Like computing systems, which migrated from mainframes to PCs, grids will evolve into systems in which users don't have to know about the complex decisions and processes involved.
"You leave it up to the grid to determine which system has the necessary capacity to get the job done," Wladawsky-Berger said.
Enterprises will embrace grid computing slowly, much as they did the Internet in the mid-1990s, probably beginning by implementing "intragrids" among their own systems, he said. Their next step may be to bring partners in to the grid, and later they may take advantage of grids provided as network services by third parties. Eventually, when integrated with Web services standards, grid computing will enable e-business on demand, he said.
"It's going to take a little while for businesses to be confident that grid computing works for them," Wladawsky-Berger said.
The best place for commercial enterprises to begin using grid computing is with number-crunching applications similar to the work research institutions have been doing on grids, he said. An example might be financial risk analysis, he added. Protocols already exist to share these kinds of jobs across multiple systems. Additional open protocols will be needed for more specialised applications, Wladawsky-Berger said.
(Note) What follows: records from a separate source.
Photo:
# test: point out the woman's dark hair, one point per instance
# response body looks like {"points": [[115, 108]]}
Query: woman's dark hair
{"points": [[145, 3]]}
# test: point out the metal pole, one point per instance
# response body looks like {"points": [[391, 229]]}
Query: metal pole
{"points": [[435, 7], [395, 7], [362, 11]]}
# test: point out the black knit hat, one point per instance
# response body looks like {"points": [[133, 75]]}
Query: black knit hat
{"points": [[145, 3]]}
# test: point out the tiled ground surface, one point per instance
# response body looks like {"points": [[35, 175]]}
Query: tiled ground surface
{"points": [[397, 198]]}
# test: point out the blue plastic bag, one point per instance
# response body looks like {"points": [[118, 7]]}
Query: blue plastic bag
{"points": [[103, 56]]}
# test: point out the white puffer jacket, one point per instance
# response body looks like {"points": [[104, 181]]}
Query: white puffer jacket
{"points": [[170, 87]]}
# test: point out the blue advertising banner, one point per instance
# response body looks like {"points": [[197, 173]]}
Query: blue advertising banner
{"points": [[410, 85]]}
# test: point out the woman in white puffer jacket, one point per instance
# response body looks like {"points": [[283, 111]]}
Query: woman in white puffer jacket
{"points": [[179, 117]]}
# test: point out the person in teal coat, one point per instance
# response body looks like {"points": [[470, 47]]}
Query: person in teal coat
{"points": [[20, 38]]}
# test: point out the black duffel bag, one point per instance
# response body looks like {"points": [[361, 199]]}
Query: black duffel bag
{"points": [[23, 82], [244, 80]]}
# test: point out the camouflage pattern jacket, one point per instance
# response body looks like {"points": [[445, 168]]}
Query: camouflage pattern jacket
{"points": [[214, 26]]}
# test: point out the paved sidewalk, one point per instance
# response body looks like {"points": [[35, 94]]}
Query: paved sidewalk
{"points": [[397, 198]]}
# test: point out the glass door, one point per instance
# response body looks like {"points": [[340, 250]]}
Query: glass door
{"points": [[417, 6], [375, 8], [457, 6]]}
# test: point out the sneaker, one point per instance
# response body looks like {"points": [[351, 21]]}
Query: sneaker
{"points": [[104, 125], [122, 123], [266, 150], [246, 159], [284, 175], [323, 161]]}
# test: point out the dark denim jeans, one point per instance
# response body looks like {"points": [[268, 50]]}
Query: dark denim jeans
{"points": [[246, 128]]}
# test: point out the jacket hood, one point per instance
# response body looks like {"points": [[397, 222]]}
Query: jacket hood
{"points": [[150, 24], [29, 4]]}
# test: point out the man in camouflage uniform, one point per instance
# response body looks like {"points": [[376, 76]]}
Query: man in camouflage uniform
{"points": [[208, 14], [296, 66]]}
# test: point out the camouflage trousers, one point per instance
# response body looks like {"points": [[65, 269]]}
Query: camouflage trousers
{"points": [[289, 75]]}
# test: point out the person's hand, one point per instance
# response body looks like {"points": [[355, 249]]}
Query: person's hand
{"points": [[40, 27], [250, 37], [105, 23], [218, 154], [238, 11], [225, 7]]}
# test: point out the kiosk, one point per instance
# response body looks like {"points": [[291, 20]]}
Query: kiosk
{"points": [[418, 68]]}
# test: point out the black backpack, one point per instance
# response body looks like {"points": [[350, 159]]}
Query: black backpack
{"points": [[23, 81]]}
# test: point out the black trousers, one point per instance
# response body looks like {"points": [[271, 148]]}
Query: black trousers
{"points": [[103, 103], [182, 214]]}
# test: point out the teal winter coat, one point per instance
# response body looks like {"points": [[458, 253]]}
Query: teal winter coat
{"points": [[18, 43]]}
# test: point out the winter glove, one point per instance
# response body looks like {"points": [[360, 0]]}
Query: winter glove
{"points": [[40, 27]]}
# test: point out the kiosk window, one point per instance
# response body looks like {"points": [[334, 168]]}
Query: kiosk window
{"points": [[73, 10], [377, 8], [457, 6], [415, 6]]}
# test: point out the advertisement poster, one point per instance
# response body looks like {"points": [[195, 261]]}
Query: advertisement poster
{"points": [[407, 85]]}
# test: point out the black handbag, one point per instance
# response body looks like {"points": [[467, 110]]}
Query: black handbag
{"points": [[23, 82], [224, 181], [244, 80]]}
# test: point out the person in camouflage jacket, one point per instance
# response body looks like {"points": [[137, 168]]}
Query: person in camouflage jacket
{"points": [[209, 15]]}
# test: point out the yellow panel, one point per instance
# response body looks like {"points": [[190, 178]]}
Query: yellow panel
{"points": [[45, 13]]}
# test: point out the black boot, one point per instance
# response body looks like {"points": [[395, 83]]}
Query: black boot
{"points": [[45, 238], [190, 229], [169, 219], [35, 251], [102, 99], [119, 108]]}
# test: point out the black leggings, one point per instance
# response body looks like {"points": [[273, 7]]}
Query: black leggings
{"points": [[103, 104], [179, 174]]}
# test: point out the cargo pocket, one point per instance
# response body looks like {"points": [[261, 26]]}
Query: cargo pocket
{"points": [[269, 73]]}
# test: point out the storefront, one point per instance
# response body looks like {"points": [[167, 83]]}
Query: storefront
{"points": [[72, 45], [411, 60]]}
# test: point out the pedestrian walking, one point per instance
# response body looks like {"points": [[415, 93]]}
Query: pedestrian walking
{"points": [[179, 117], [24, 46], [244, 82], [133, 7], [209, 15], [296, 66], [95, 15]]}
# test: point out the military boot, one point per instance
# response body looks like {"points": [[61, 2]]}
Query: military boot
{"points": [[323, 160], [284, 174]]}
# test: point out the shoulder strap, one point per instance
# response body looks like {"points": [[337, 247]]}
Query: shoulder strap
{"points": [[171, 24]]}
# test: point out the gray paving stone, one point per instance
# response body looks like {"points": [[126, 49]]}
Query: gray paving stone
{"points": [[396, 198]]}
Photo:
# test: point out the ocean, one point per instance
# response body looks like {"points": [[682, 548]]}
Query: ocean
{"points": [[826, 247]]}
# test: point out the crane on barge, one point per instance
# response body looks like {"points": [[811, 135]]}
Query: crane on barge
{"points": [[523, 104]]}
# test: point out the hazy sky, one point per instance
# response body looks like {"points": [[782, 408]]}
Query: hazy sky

Grid computing can improve IT services in several ways, he said. First, using computing resources throughout a grid flexibly requires systems that constantly check the "heartbeat" and workload of each host in order to allocate tasks, much like systems that have been in mainframes for years, he said. These monitoring systems, in turn, can bring enterprises a new level of ongoing system reliability, or quality of service, Wladawsky-Berger said. In addition, tapping into resources on many different hosts gives companies a way to replicate all their resources in multiple locations for quick recovery from failures, an increasingly feasible and important function, he added. As IT resources such as storage decline in cost, more companies will replicate their data.
"The cost of replicating is not that much, and the cost of an outage is getting higher," Wladawsky-Berger said.
The Globus international Internet research organisation is now working on wrapping grid protocols around Web services protocols in order to make the technology serve enterprises' emerging demands, he said. The OGSA (Open Grid Services Architecture), a proposed evolution of the Globus Toolkit, is intended to bring these together and will be developed through this year and into 2003 with IBM's help.
Companies can already implement some grid functions with IBM middleware. IBM offers grid capabilities in middleware products including WebSphere, as well as in its DB/2 database software. Those capabilities are not based on open standards today, but the company will move them over to open standards in the next year or two, he said.